[R-sig-ME] GLMM review, revisited

Tue Jun 24 21:03:44 CEST 2008

   Dear r-sig-mixed'ers:

  thanks for all your input on our GLMM review.

  of course, a variety of other interesting questions
have come up, and I thought I would run them by you
(in addition to letting you know where you can look
at a draft if you're interested:
http://www.zoology.ufl.edu/bolker/glmm_review-24jun.pdf . I've also set 
up glmm.wikidot.com , which doesn't have
much on it yet but hopefully will have some worked examples
etc..  Would have used the R wiki but the scope
is more general, e.g. including SAS examples.)
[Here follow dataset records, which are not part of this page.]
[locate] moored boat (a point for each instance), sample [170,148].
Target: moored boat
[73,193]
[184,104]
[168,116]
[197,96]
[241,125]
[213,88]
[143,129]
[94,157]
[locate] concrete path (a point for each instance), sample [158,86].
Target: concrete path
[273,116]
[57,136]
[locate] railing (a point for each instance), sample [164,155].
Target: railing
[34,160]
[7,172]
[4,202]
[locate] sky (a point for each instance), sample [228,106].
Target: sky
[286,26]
   Now a few more general questions, having to do with
degrees of freedom, hypothesis testing, and p-values (with
apologies to those who are tired of this topic ...)
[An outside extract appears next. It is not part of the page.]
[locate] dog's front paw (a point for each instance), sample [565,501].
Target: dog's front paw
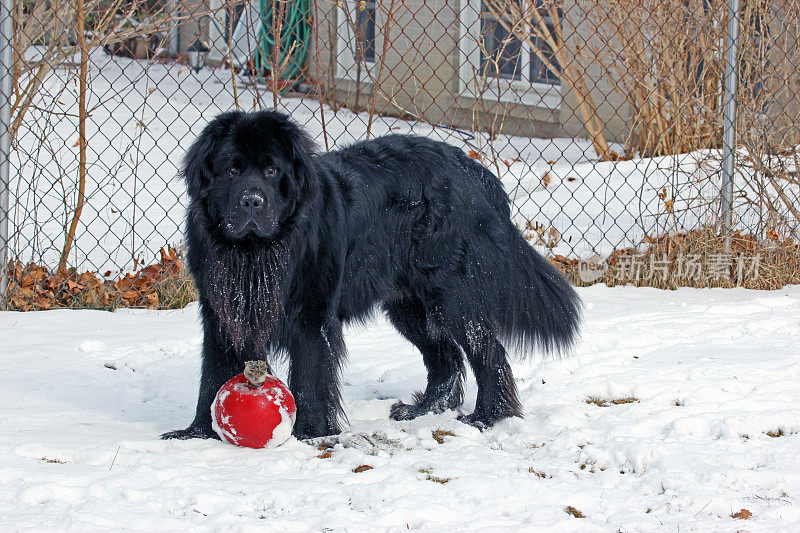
[192,432]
   1. I have heard ("on the street") that LR tests are preferred to 
Wald/F for testing random effects.  In the paper we just say that that's
because they make weaker assumptions.  Does anyone have a (pref.
peer-reviewed) ref. for the assertion that LR is better in this case?
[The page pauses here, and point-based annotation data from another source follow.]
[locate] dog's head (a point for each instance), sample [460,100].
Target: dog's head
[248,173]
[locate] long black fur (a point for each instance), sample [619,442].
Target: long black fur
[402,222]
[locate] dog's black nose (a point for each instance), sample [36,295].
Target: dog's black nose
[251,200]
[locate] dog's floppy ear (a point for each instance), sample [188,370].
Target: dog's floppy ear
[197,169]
   2. Supposing one decides to use Wald/F tests to test fixed effects.
The "numerator" degrees of freedom are known (1 for covariates, n-1
for factors).  It's my understanding that Wald tests ignore uncertainty
in the sd estimate (hence are analogous to Z tests), and therefore don't
need "residual df" values.  (On the other hand, Littell 2006 shows
examples using a  t test with residual df, although he does say "In 
generalized linear models it is often desirable to perform 
chi-square-based inferences instead of t− or F-based inferences", and
recall reading somewhere (??) that the df-correction to the Wald
test was not worthwhile.)  Our bottom line interpretation is that
df estimates are necessary when (1) doing Wald/F tests of random effects
[which you shouldn't do? see #1] or (2) testing fixed effects in
the presence of overdispersion (and that one should do an F test
in this case and a Wald in the absence of overdispersion).
Opinions?

   3. A random, connecting-the-dots query: I'm puzzled that
in the context of likelihood ratio testing the appropriate test
distribution is chi-squared with a mixture between 0 and 1 df
(for a single variance term), while the appropriate degrees of freedom
calculation more generally (e.g. for AIC etc.) is thought to between
1 and N-1 -- it feels like these corrections are in opposite directions 
-- i.e., the LR test of a random effect on 1 df is *conservative* 
because of boundary effects, but when we think in other contexts,
using 1 df to denote "just a single variance term" is 
*anticonservative*.  What difference in context am I missing ... ?

   [Congratulations and thanks if you read this far.]

   cheers
     Ben Bolker